I know that A = (2)(pi)(r)^2 + (2)(pi)(r)(h) of a cylinder.
But the problem only gave me the radius and not the height?

Answer 8

d) Q = mL = (0.13) (22.6*10^5) = 293800 J
Change in Entropy = Q/T = 293800/Part C

^ I think that's how to do it, but I have no idea what Part C is yet.

Answer 9

Part (b)
Answer depends on the value of M (try 0.13 kg or complete volume of water).

Part (c)
You need to find delta T
A = surface area of pot

Part (d)
"...Change in Entropy = Q/T ..."
I don't really see how?

PS: I am not checking your calculations; only the logical consistency of your solution (numbers gimme a headache :P )

Answer 10

M is 0.13 kg of water.
The pot is so thin that the difference in radius for the bottom of 3mm is negligible. Use the round number. The heat is coming through that area, much less so from the side, so ignore side, and you don't know the temperature of the side for sure anyway. Heat transport issue was not finding A but finding the difference between the bottom temperature of the pot (T2) and the inner temperature (T1=100oC).

Answer 11

dQ/dt = kA(T1-T2)/L
dQ/dt = 2.94*10^5 ; k=217; A= ... ; T1 = ?; T2 = 100 C; L = 0.003m

Okay, so I tried using 0.1m as the area and then (2)(pi)(0.1)^2 = 0.0628 as the area.
I got the answers of 35.28 and 59.35 C respectively for T2 but neither were right.

Answer 12

Make sure you are in units that are consistent, SI: m, kg, s etc.
Pot bottom surface area should be pi (r)^2 where r = 0.1m, area of a disk.
Make sure your units are consistent.

Answer 13

(pi)(0.1 m)^2 = 0.03
2.94*10^5 J = (217 W/m*k)(0.03 m)(100 - T1) / 0.003 m
T1 = 35.5

SI units are consistent, and this is very close to my first try above, and it's still telling me I'm wrong.

Answer 14

area (pi) (0.1)^2 = 0.0314 m2

(b) heat needed = (0.13 kg)(2.26 x10^6 J/kg) = 2.94 x 10^5 J yes

(c) rate averaged over 11 minutes = (2.94 x 10^5 J)/(11)(60)=445 J/s or W

rate = k A dt/dx = (238 W/m oC) (0.0314 m2) (T-100 oC)/(0.003 m)

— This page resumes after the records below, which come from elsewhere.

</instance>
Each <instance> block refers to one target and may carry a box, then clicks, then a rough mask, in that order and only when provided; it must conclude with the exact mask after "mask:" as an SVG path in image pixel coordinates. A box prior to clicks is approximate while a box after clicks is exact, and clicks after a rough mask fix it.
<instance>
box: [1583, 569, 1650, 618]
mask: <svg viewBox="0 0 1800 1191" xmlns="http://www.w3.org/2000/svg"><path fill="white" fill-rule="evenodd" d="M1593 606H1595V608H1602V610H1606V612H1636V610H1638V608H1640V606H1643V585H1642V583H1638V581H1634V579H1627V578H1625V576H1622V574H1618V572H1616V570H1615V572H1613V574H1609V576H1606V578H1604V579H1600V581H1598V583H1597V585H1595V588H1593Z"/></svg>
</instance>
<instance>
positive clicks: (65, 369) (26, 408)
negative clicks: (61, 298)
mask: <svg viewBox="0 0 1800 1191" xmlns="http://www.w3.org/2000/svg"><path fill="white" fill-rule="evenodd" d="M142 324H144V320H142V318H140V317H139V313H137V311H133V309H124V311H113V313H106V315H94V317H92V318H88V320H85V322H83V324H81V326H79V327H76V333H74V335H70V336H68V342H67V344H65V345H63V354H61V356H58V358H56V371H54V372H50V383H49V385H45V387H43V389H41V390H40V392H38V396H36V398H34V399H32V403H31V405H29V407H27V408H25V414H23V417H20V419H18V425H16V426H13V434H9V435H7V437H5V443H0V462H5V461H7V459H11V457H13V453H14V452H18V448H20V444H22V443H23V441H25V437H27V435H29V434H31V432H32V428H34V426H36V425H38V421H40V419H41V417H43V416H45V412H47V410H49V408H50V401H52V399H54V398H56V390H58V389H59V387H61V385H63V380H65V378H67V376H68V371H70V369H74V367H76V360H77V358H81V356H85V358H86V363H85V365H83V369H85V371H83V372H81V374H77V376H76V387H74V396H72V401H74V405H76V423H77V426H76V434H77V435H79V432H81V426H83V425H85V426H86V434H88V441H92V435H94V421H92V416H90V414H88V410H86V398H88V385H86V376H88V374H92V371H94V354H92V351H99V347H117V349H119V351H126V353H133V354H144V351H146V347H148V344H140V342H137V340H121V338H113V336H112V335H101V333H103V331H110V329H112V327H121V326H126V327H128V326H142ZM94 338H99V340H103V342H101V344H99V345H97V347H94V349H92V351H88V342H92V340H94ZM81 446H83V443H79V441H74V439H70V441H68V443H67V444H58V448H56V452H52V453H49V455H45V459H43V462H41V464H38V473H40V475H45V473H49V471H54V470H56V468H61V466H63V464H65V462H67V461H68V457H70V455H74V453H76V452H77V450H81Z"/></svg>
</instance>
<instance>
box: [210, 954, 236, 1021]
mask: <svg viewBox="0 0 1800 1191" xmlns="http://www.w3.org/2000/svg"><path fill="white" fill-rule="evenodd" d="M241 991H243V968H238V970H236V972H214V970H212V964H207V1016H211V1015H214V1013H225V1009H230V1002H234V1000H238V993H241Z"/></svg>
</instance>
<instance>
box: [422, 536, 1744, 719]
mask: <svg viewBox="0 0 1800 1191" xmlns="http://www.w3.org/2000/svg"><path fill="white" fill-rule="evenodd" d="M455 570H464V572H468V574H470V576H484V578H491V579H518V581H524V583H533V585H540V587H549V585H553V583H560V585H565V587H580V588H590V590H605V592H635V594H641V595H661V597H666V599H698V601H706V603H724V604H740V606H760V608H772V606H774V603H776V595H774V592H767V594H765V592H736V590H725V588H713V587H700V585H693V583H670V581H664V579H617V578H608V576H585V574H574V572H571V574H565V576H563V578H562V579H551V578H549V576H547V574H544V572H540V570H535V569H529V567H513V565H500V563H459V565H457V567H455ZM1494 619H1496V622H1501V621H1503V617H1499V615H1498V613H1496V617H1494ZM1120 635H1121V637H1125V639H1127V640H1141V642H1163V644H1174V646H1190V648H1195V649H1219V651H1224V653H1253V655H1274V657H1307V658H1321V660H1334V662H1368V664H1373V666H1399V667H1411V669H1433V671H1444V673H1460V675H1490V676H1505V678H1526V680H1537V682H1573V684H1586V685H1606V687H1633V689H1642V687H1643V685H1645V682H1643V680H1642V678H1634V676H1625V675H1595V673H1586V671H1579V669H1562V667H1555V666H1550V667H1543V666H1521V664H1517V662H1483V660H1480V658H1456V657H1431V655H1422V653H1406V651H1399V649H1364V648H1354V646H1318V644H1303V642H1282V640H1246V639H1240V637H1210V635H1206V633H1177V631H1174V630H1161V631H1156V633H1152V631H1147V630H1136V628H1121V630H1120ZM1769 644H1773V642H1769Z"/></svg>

445 W = (238 W/m oC) (0.0314 m2) (T-100 oC)/(0.003 m) units check

(T - 100) = (445)(0.003)/(238)(0.0314) = 0.179 oC

T = 100.179 oC

Seems like an awfully small temperature difference, but it is a big thin pot.???

Answer 15

Your last attempt used the total heat rather than the heat transfer rate dQ/dt = Q/(11min)(60 s/min) = 445 J/s, and we had slightly different values for k for aluminum.

Answer 16

Yeah, exact number was 0.196

Let's see if I can figure out d) now...

Answer 17

It needs to be in J/K so the only think I could figure that made sense was (2.94*10^5 J)/(0.196 K) to get those units, but 15000000 J/K, which was obviously wrong.

Answer 18

Number needs to be small amount above 100 oC.

Answer 19

Eh... 150?
I only have one try left, so I don't want to be wrong and drop 25% on a question...

Answer 20

Or do you something small above 100, more like 100.179?